Non mi è piaciuta l’ultima puntata di “C’è posta per te” nel corso della quale Cavani ha donato una cifra di denaro e giocattoli per le figlie ad un napoletano rimasto senza casa e senza lavoro.
Chi è in difficoltà merita aiuto e non elemosina. Specialmente quando l’elemosina diventa uno spettacolo televisivo e viene palesata da un campione come Cavani.
Il povero Mario, questo il nome del disoccupato napoletano, ha dovuto sciorinare di fronte a milioni di persone tutta la sua triste vicenda. Senza reddito e senza tetto. L’unica consolazione in tanta sventura: il Napoli. Ed ecco materializzarsi la “sorpresona”. Dalla lettera televisiva spunta Cavani che, dopo ampio e sincero spargimento di lacrime, tira fuori il portafogli con una somma di denaro per Mario e la sua famiglia.
E’ bene ricordare che queste sceneggiate televisive – confezionate con maestria da Maria De Filippi – non sono certo delle sorprese.
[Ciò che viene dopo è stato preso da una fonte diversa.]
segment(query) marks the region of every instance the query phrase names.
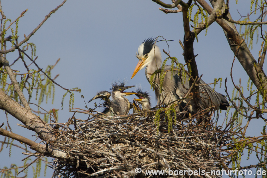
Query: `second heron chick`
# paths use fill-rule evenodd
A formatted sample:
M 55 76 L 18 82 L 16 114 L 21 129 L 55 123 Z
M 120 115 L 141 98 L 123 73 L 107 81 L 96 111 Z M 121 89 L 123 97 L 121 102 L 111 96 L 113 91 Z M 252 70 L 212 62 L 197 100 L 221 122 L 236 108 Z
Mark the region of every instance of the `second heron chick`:
M 135 100 L 142 106 L 142 110 L 149 109 L 151 107 L 150 103 L 150 96 L 147 92 L 143 92 L 140 88 L 136 89 L 135 95 L 139 98 Z
M 126 115 L 128 114 L 130 109 L 130 103 L 129 100 L 124 97 L 130 95 L 137 93 L 134 92 L 128 92 L 124 91 L 128 88 L 135 86 L 124 86 L 124 82 L 118 82 L 112 84 L 111 90 L 111 97 L 113 100 L 112 101 L 117 106 L 113 107 L 112 111 L 117 115 Z
M 106 91 L 100 92 L 98 93 L 89 102 L 98 98 L 101 98 L 105 101 L 104 105 L 105 107 L 103 113 L 108 116 L 120 115 L 126 115 L 130 110 L 130 102 L 124 97 L 136 93 L 135 92 L 124 92 L 127 89 L 135 86 L 124 86 L 125 83 L 123 82 L 115 82 L 112 84 L 111 89 L 111 93 Z M 109 97 L 111 96 L 112 100 L 111 101 Z

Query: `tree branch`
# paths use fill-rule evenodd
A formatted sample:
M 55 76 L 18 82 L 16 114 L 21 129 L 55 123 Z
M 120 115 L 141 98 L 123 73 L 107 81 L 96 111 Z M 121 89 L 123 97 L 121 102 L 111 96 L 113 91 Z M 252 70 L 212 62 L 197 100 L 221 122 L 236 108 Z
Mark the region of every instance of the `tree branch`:
M 33 35 L 35 32 L 36 32 L 36 31 L 37 31 L 37 30 L 39 29 L 40 27 L 41 27 L 41 26 L 42 26 L 43 24 L 44 24 L 44 23 L 45 23 L 45 21 L 47 20 L 48 18 L 50 17 L 51 15 L 52 14 L 56 12 L 56 11 L 60 7 L 63 6 L 63 5 L 64 4 L 64 3 L 65 3 L 66 1 L 67 0 L 64 0 L 63 2 L 60 5 L 58 5 L 58 6 L 56 8 L 51 11 L 50 11 L 50 12 L 49 12 L 48 14 L 45 16 L 45 19 L 43 20 L 43 21 L 41 22 L 40 24 L 39 24 L 39 25 L 37 26 L 37 27 L 34 29 L 32 33 L 29 34 L 29 35 L 27 36 L 27 37 L 25 37 L 25 38 L 23 40 L 19 43 L 18 44 L 17 46 L 14 46 L 9 49 L 7 50 L 5 50 L 4 51 L 0 50 L 0 53 L 2 53 L 2 54 L 7 53 L 11 52 L 11 51 L 14 51 L 15 50 L 15 49 L 17 49 L 17 47 L 20 46 L 22 45 L 22 44 L 23 44 L 25 42 L 28 40 L 30 39 L 30 37 Z
M 172 4 L 168 4 L 164 3 L 159 0 L 152 0 L 152 1 L 155 2 L 158 4 L 159 4 L 164 7 L 168 8 L 169 9 L 174 8 L 177 6 L 182 1 L 181 0 L 176 0 L 176 1 Z
M 2 90 L 0 90 L 0 109 L 6 111 L 43 139 L 49 140 L 53 138 L 52 128 L 45 126 L 45 123 L 39 117 L 13 100 Z
M 11 81 L 12 84 L 13 84 L 13 86 L 14 86 L 15 91 L 18 94 L 19 99 L 22 102 L 22 104 L 23 105 L 23 106 L 26 109 L 30 110 L 31 108 L 30 107 L 30 106 L 29 105 L 28 102 L 27 101 L 27 100 L 25 98 L 22 91 L 19 88 L 19 86 L 18 84 L 18 82 L 16 80 L 16 78 L 13 73 L 13 71 L 10 68 L 10 66 L 9 66 L 8 61 L 3 57 L 2 54 L 0 54 L 0 62 L 5 66 L 5 68 L 8 74 L 9 78 L 10 78 L 10 80 Z

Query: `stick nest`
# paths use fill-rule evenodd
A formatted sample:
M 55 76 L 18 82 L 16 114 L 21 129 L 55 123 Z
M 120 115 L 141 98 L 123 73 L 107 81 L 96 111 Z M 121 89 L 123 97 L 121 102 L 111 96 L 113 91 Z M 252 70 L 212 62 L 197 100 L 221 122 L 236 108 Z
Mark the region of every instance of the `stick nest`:
M 223 151 L 218 148 L 227 143 L 230 136 L 214 126 L 211 116 L 206 116 L 208 121 L 199 126 L 197 119 L 186 118 L 179 113 L 177 121 L 167 121 L 163 111 L 155 124 L 155 112 L 124 116 L 98 115 L 93 121 L 70 118 L 64 125 L 54 129 L 57 138 L 49 143 L 68 157 L 55 159 L 53 176 L 147 177 L 146 171 L 164 170 L 164 175 L 150 177 L 189 177 L 188 173 L 170 175 L 168 171 L 200 169 L 210 172 L 221 169 L 229 161 L 227 153 L 223 156 Z M 173 123 L 169 133 L 170 122 Z M 138 168 L 142 172 L 135 172 Z M 216 177 L 207 174 L 193 176 Z

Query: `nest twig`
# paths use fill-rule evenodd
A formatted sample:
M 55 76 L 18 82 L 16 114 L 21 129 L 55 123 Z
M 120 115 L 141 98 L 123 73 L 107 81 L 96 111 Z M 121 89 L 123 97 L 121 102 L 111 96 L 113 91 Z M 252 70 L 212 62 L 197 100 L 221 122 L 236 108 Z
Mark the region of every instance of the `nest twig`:
M 157 125 L 155 112 L 123 117 L 98 115 L 93 121 L 70 118 L 67 124 L 54 130 L 57 138 L 49 143 L 50 147 L 63 151 L 68 156 L 64 160 L 55 160 L 53 176 L 147 177 L 146 170 L 167 173 L 169 169 L 200 169 L 210 172 L 227 168 L 225 165 L 232 153 L 223 147 L 230 143 L 233 132 L 214 126 L 212 115 L 205 116 L 209 121 L 199 126 L 195 119 L 183 118 L 181 114 L 178 114 L 177 121 L 169 133 L 164 112 L 160 114 Z M 74 125 L 74 129 L 71 125 Z M 138 168 L 142 171 L 137 174 L 135 170 Z M 186 174 L 171 176 L 188 177 Z

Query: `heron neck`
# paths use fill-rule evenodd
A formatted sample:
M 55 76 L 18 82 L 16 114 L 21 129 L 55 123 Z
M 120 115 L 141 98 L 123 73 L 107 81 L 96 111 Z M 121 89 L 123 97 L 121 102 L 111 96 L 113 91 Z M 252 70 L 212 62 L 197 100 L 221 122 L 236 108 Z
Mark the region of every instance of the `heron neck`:
M 151 77 L 151 74 L 149 74 L 153 73 L 155 71 L 160 69 L 161 67 L 162 59 L 161 55 L 155 56 L 155 58 L 153 58 L 151 62 L 146 67 L 146 76 L 148 81 Z
M 142 106 L 142 110 L 148 110 L 151 107 L 150 103 L 146 103 L 145 104 Z

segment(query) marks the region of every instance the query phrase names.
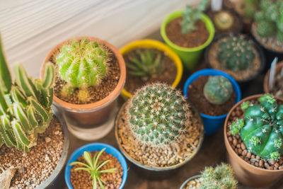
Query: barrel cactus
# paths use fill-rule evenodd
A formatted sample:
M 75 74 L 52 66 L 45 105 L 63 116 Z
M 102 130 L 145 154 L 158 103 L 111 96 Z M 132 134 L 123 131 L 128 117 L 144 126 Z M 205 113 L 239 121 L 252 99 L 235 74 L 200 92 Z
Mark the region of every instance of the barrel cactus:
M 222 76 L 209 76 L 204 87 L 204 95 L 213 104 L 223 104 L 233 93 L 230 81 Z
M 126 113 L 135 138 L 142 144 L 166 145 L 177 141 L 189 125 L 189 106 L 181 93 L 166 84 L 137 90 Z
M 54 66 L 46 65 L 43 80 L 33 80 L 18 64 L 13 83 L 1 50 L 0 67 L 6 72 L 0 76 L 0 145 L 27 152 L 36 145 L 37 134 L 45 131 L 52 118 Z
M 67 83 L 61 95 L 67 97 L 78 88 L 86 94 L 78 96 L 79 99 L 88 101 L 87 88 L 99 85 L 108 74 L 108 54 L 105 46 L 88 39 L 71 40 L 63 45 L 56 57 L 59 74 Z
M 232 134 L 240 133 L 248 150 L 265 159 L 278 160 L 283 153 L 283 105 L 266 94 L 259 104 L 241 105 L 244 117 L 230 125 Z
M 246 69 L 255 59 L 253 42 L 244 35 L 229 36 L 219 43 L 217 58 L 224 67 L 238 71 Z

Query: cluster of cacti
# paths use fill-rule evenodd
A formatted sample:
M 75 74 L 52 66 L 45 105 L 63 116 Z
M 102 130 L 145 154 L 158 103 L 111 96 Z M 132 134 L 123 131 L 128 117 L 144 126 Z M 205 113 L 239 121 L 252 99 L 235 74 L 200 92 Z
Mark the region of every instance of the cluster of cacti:
M 195 8 L 187 5 L 183 13 L 183 21 L 181 22 L 183 33 L 189 33 L 195 30 L 195 24 L 202 18 L 202 13 L 204 11 L 207 4 L 207 0 L 202 0 Z
M 0 47 L 0 145 L 28 151 L 52 118 L 53 64 L 47 64 L 43 80 L 34 81 L 22 65 L 16 65 L 16 81 L 12 83 Z
M 231 35 L 219 43 L 217 58 L 223 67 L 238 71 L 249 67 L 255 57 L 253 51 L 250 40 Z
M 190 112 L 185 98 L 166 84 L 139 89 L 126 109 L 133 135 L 143 144 L 168 144 L 177 141 L 189 125 Z
M 163 72 L 162 65 L 163 60 L 161 55 L 154 52 L 154 49 L 145 49 L 144 51 L 137 50 L 129 57 L 131 63 L 127 62 L 126 66 L 133 76 L 140 76 L 142 80 L 147 81 L 151 76 Z
M 255 13 L 257 33 L 261 37 L 277 35 L 279 41 L 283 41 L 283 1 L 261 0 L 260 10 Z
M 233 93 L 230 81 L 222 76 L 209 76 L 204 87 L 205 98 L 213 104 L 223 104 Z
M 67 83 L 62 89 L 62 96 L 67 98 L 73 93 L 74 88 L 79 88 L 78 98 L 87 101 L 87 88 L 101 82 L 108 73 L 108 61 L 107 49 L 97 42 L 84 39 L 63 45 L 56 57 L 59 74 Z
M 215 168 L 206 167 L 201 176 L 200 189 L 235 189 L 237 181 L 233 177 L 233 171 L 229 164 L 222 163 Z
M 241 105 L 244 117 L 230 125 L 230 132 L 240 136 L 248 150 L 265 159 L 278 160 L 283 153 L 283 105 L 266 94 L 259 104 Z

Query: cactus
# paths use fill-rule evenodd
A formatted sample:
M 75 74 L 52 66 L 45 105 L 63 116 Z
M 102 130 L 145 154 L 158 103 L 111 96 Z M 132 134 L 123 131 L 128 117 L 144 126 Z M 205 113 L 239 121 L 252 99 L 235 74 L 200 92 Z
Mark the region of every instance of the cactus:
M 87 39 L 63 45 L 56 57 L 59 75 L 67 83 L 60 93 L 62 97 L 74 91 L 69 88 L 79 88 L 86 93 L 88 87 L 99 85 L 108 74 L 108 54 L 103 45 Z M 85 102 L 88 98 L 80 100 Z
M 204 87 L 205 98 L 213 104 L 223 104 L 231 97 L 232 84 L 222 76 L 209 76 Z
M 233 171 L 229 164 L 222 163 L 215 168 L 206 167 L 201 176 L 200 189 L 237 188 L 238 182 L 233 177 Z
M 0 57 L 4 57 L 2 50 Z M 0 76 L 6 86 L 0 87 L 0 145 L 27 152 L 36 145 L 37 134 L 45 131 L 52 118 L 54 67 L 47 63 L 43 80 L 33 80 L 18 64 L 14 83 L 4 58 L 1 59 L 0 67 L 7 71 Z
M 243 103 L 245 114 L 230 125 L 230 132 L 240 132 L 248 150 L 265 159 L 278 160 L 283 153 L 283 105 L 266 94 L 258 98 L 259 104 Z
M 166 84 L 148 84 L 129 100 L 126 113 L 133 135 L 142 144 L 163 146 L 177 141 L 189 125 L 188 105 Z
M 207 0 L 202 0 L 196 8 L 192 8 L 191 6 L 187 5 L 183 13 L 182 33 L 190 33 L 195 30 L 195 23 L 202 18 L 202 13 L 204 11 L 207 4 Z
M 129 57 L 132 63 L 126 64 L 130 69 L 129 74 L 147 81 L 151 76 L 162 73 L 163 61 L 161 59 L 161 55 L 158 53 L 155 56 L 154 54 L 154 49 L 146 49 L 144 52 L 137 50 L 137 53 L 132 53 Z
M 253 42 L 244 35 L 231 35 L 220 42 L 217 58 L 224 67 L 238 71 L 249 67 L 255 57 Z

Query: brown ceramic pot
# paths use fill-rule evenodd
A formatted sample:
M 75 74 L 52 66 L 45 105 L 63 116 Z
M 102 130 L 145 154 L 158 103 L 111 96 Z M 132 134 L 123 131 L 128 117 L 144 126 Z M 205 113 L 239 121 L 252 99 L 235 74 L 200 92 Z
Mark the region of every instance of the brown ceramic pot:
M 107 121 L 110 115 L 115 109 L 114 108 L 116 105 L 115 100 L 119 96 L 124 87 L 126 79 L 126 66 L 124 59 L 119 52 L 119 50 L 109 42 L 93 37 L 79 37 L 66 40 L 54 47 L 48 54 L 42 66 L 40 77 L 43 76 L 46 63 L 50 61 L 54 53 L 61 48 L 62 45 L 69 43 L 72 40 L 79 40 L 82 39 L 96 41 L 99 44 L 103 44 L 107 46 L 116 57 L 120 69 L 120 77 L 117 86 L 109 96 L 101 101 L 88 104 L 74 104 L 65 102 L 54 96 L 54 105 L 59 108 L 64 112 L 65 116 L 68 118 L 68 121 L 71 122 L 71 124 L 79 125 L 80 127 L 88 129 L 96 127 L 96 125 L 100 125 Z
M 224 141 L 225 147 L 228 151 L 228 162 L 232 166 L 235 171 L 236 178 L 243 184 L 250 187 L 262 187 L 268 185 L 275 183 L 275 181 L 283 176 L 283 170 L 268 170 L 258 168 L 247 163 L 236 154 L 228 141 L 226 127 L 228 127 L 228 120 L 229 120 L 230 116 L 231 116 L 231 113 L 237 106 L 241 105 L 241 104 L 244 101 L 258 99 L 260 96 L 262 95 L 253 95 L 247 97 L 236 103 L 228 113 L 224 125 Z M 283 102 L 282 98 L 275 98 L 277 101 Z
M 283 61 L 279 62 L 276 65 L 276 69 L 275 69 L 275 75 L 278 74 L 281 69 L 283 67 Z M 270 93 L 270 91 L 268 88 L 268 81 L 270 78 L 270 69 L 266 72 L 265 76 L 265 80 L 263 81 L 263 90 L 265 91 L 265 93 Z

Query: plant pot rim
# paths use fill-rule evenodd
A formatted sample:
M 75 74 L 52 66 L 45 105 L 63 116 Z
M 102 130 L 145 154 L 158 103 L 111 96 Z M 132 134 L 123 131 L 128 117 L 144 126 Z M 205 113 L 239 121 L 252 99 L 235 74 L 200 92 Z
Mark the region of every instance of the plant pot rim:
M 122 55 L 127 53 L 129 52 L 133 51 L 137 48 L 154 48 L 158 50 L 165 52 L 167 56 L 173 62 L 175 66 L 176 67 L 177 73 L 176 76 L 171 86 L 175 88 L 180 83 L 183 75 L 183 64 L 180 57 L 175 53 L 172 50 L 171 50 L 164 43 L 150 39 L 144 39 L 140 40 L 135 40 L 124 45 L 121 49 L 120 49 L 120 52 Z M 125 88 L 122 91 L 121 95 L 125 96 L 127 98 L 131 98 L 132 94 L 127 91 Z
M 68 109 L 70 111 L 90 111 L 90 110 L 93 110 L 93 109 L 97 109 L 99 110 L 107 105 L 110 104 L 112 101 L 114 101 L 120 95 L 120 92 L 122 91 L 122 89 L 124 87 L 125 81 L 126 81 L 126 65 L 125 64 L 124 59 L 121 54 L 119 52 L 118 50 L 114 47 L 110 43 L 108 42 L 107 41 L 100 40 L 97 38 L 94 37 L 76 37 L 76 38 L 70 38 L 69 40 L 67 40 L 65 41 L 63 41 L 60 42 L 59 45 L 56 45 L 48 54 L 47 57 L 45 58 L 42 67 L 41 67 L 41 70 L 40 70 L 40 78 L 43 77 L 45 69 L 45 64 L 47 62 L 49 62 L 50 57 L 53 55 L 53 54 L 58 50 L 59 49 L 62 45 L 69 43 L 70 41 L 75 40 L 81 40 L 82 39 L 88 39 L 91 41 L 96 41 L 100 44 L 103 44 L 106 45 L 108 48 L 110 48 L 114 53 L 115 56 L 117 58 L 117 60 L 118 61 L 119 63 L 119 67 L 120 69 L 120 76 L 119 79 L 118 84 L 114 88 L 114 90 L 105 98 L 103 99 L 95 102 L 95 103 L 88 103 L 88 104 L 74 104 L 71 103 L 67 103 L 66 101 L 64 101 L 57 97 L 55 95 L 54 95 L 54 99 L 53 99 L 53 103 L 57 105 L 59 105 L 61 107 L 63 107 L 66 109 Z
M 183 12 L 184 12 L 184 10 L 180 10 L 180 11 L 173 12 L 163 21 L 163 22 L 161 24 L 161 33 L 162 38 L 164 39 L 166 42 L 167 44 L 168 44 L 170 46 L 171 46 L 172 47 L 176 49 L 177 50 L 181 51 L 181 52 L 197 52 L 197 51 L 203 50 L 207 46 L 208 46 L 210 44 L 210 42 L 212 41 L 212 40 L 214 37 L 214 33 L 215 33 L 215 29 L 214 29 L 214 26 L 213 25 L 212 21 L 210 20 L 210 18 L 207 15 L 205 15 L 203 13 L 202 13 L 202 14 L 201 14 L 201 16 L 202 16 L 201 20 L 205 23 L 207 29 L 209 33 L 209 38 L 204 43 L 203 43 L 202 45 L 201 45 L 200 46 L 195 47 L 191 47 L 191 48 L 182 47 L 180 46 L 177 45 L 175 43 L 173 43 L 167 37 L 167 35 L 166 35 L 167 24 L 172 20 L 182 16 L 182 13 Z M 209 27 L 208 27 L 208 26 L 209 26 Z
M 201 69 L 197 71 L 195 71 L 194 74 L 192 74 L 192 75 L 190 75 L 188 79 L 187 79 L 186 82 L 185 83 L 184 85 L 184 88 L 183 88 L 183 91 L 184 91 L 184 96 L 185 98 L 187 98 L 187 88 L 189 87 L 189 86 L 196 79 L 197 79 L 197 78 L 200 76 L 210 76 L 211 74 L 209 74 L 209 73 L 215 73 L 217 75 L 219 76 L 223 76 L 226 78 L 227 78 L 230 82 L 232 84 L 234 84 L 235 88 L 233 87 L 233 89 L 236 95 L 236 102 L 238 102 L 241 100 L 241 89 L 240 89 L 240 86 L 238 86 L 238 84 L 237 84 L 237 82 L 236 81 L 236 80 L 231 76 L 230 75 L 229 75 L 228 74 L 225 73 L 223 71 L 221 70 L 218 70 L 218 69 Z M 194 77 L 196 77 L 195 79 L 192 80 Z M 190 100 L 190 99 L 189 99 Z M 217 116 L 213 116 L 213 115 L 206 115 L 202 113 L 200 113 L 200 115 L 203 118 L 209 118 L 209 119 L 222 119 L 224 118 L 226 116 L 227 116 L 228 113 L 225 113 L 224 115 L 217 115 Z
M 276 64 L 276 68 L 275 68 L 275 76 L 278 74 L 277 70 L 281 69 L 283 68 L 283 60 L 280 61 L 279 62 Z M 265 93 L 269 93 L 270 89 L 268 88 L 268 81 L 269 81 L 269 77 L 270 77 L 270 69 L 268 69 L 267 72 L 266 72 L 266 74 L 265 76 L 265 79 L 263 80 L 263 90 Z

Vengono meticolosamente preparate in ogni dettaglio per scatenare la lacrima catodica. I campioni del calcio si prestano alla messa in scena ricavandone ampia pubblicità.
Il povero Mario ha incarnato tutti gli stereotipi antimeridionali: povero, disoccupato con prole ma malato del Napoli. I leghisti gongolano contro i terroni. Cavani, ne sono certo inconsapevolmente, ha contribuito ad alimentare questo pregiudizio sociale. Triste sceneggiata e triste vicenda nella quale una famiglia bisognosa d’aiuto debba scrivere a “C’è posta per te” piuttosto che ai Servizi Sociali. Triste pantomima e triste paese quello nel cui un pover’uomo (così l’ha definito la moglie stessa) in difficoltà, debba esser umiliato in televisione e trasformato in un fenomeno da baraccone per ricevere l’aiuto che merita.